Fast zeitgleich mit Bill Gates ist auch für Windows XP Schluss. Heute am 30. Juni ist der letzte Verkaufstag des Betriebssystems. Nur System-Builder und PC-Hersteller dürfen das Betriebssystem noch mit einem PC verkaufen. Für Mini-Notebooks à la Asus Eee PC soll die Home Edition von XP bis Juni 2010 zur Verfügung stehen.

Wer jetzt nach dem Abgang von Gates wissen will, warum der Mann so reich ist, muss nur einmal einen Blick in die Software-Abteilung von Onlineshops werfen. Da kostet die Windows XP Home Edition (32 Bit) immer noch 224 Euro. Ein stolzer Preis für ein sieben Jahre altes Auslaufmodell. Dafür kann man sich fast schon einen neuen Rechner kaufen, zum Beispiel den McTronics Bürocomputer im Plus-Shop. Na, vielleicht erleichtert uns das den Abschied von Bill Gates und seinem Luxus-Baby Windows XP.

Eine Meldung, die uns in den letzten Tagen aufgeschreckt hat, kommt vom Nachrichtenmagazin Focus und besagt, dass schon ein Drittel der Acht-bis Neunjährigen mit dem Handy telefoniert und zwei Drittel der Zehn- bis Elfjährigen mobil telefonieren. Das macht Angst. Wer mit acht Jahren ein Handy hat, fordert mit zwölf einen Blackberry, betreibt mit 14 ein Rechenzentrum und ist mit 15 Chef des eigenen Startups. Da sehen wir von der Generation 20 plus plötzlich ziemlich alt aus. Wie und wo können wir da noch punkten? Vielleicht mit dem Medion-Netbook, das der Discounter Aldi ab dem 3. Juli für 399 Euro verkauft.

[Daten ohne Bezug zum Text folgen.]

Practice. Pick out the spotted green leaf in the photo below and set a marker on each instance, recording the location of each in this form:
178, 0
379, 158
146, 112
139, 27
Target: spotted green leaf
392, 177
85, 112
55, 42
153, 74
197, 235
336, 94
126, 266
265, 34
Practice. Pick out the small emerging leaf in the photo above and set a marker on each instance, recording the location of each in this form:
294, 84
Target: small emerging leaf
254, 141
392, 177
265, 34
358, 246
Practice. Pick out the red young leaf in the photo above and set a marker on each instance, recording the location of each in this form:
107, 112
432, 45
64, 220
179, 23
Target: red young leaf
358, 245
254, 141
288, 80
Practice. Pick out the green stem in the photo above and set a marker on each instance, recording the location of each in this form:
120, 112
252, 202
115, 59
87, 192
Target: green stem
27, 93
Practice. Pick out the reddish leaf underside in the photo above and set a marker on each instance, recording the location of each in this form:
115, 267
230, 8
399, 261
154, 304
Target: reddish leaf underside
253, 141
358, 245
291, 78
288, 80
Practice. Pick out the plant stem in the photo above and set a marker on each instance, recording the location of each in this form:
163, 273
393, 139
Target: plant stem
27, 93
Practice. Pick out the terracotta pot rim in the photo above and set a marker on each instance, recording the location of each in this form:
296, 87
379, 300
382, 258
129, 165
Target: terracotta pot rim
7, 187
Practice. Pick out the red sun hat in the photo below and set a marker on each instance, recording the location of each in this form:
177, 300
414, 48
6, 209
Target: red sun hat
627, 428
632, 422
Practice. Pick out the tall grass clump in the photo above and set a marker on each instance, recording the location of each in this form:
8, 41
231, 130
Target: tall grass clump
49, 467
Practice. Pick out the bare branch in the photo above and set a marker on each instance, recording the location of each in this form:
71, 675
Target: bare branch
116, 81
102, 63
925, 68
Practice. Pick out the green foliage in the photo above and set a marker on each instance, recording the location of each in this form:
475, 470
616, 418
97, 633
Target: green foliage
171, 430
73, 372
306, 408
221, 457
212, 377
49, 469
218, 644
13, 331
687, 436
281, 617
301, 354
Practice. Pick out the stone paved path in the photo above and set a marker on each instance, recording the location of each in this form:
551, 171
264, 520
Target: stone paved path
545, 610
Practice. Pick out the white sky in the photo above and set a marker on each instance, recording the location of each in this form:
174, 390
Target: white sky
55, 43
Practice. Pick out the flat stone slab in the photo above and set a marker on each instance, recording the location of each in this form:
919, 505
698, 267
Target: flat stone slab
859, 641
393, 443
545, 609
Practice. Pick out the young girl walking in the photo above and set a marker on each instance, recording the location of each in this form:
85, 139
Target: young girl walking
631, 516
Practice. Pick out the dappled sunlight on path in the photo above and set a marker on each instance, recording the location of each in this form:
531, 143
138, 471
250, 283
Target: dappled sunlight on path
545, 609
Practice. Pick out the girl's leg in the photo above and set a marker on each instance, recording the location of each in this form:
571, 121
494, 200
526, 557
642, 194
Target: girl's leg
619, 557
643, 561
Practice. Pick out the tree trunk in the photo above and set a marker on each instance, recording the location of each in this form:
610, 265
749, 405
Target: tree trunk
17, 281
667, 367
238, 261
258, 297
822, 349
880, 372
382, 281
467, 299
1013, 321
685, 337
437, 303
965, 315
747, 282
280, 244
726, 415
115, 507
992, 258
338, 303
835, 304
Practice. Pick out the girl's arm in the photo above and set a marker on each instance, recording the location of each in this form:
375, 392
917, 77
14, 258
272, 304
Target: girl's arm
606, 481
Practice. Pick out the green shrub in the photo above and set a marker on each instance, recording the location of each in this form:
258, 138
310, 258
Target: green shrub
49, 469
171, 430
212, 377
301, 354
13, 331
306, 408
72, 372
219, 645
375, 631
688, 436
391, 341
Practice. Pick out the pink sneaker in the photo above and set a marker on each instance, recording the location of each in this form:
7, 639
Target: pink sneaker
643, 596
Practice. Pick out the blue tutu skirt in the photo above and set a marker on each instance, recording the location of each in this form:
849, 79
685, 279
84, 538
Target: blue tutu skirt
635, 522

Hochgerüstetes Medion-Netbook bei Aldi

Die Leistungsdaten des Akoya Mini sind gut: Stromsparender Intel Atom-Prozessor, Zehn-Zoll-Display, ein Gigabyte Arbeitsspeicher und 80-Gigabyte-Festplatte. Also einerseits ein cooles Gerät zum mobilen Arbeiten. Klein, leistungsstark, praktisch. Aber andererseits: Möchten Sie ein Notebook, bei dem der Name Medion auf dem Deckel steht? Jeder weiß doch: Medion = Aldi = Discounter = Massenware fürs schnäppchengeile IT-Volk.

Das sieht man an der Ausstattung mit 80-Gigabyte-Festplatte. Die ist nicht unbedingt ein Vorteil, denn Festplatten benötigen mehr Strom als Flash-Speicher und werden heißer, was wiederum gute Kühlung erfordert. Typisch Aldi, PCs und Notebooks mit Features bis an die Grenze zur Unbrauchbarkeit hochzurüsten. Bezeichnend, dass der Aldi-Flyer zwar alle Features auflistet, aber keinerlei Angaben zu dem Punkt macht, der für ein Mobilgerät wirklich entscheidend ist, nämlich zur Batterielaufzeit.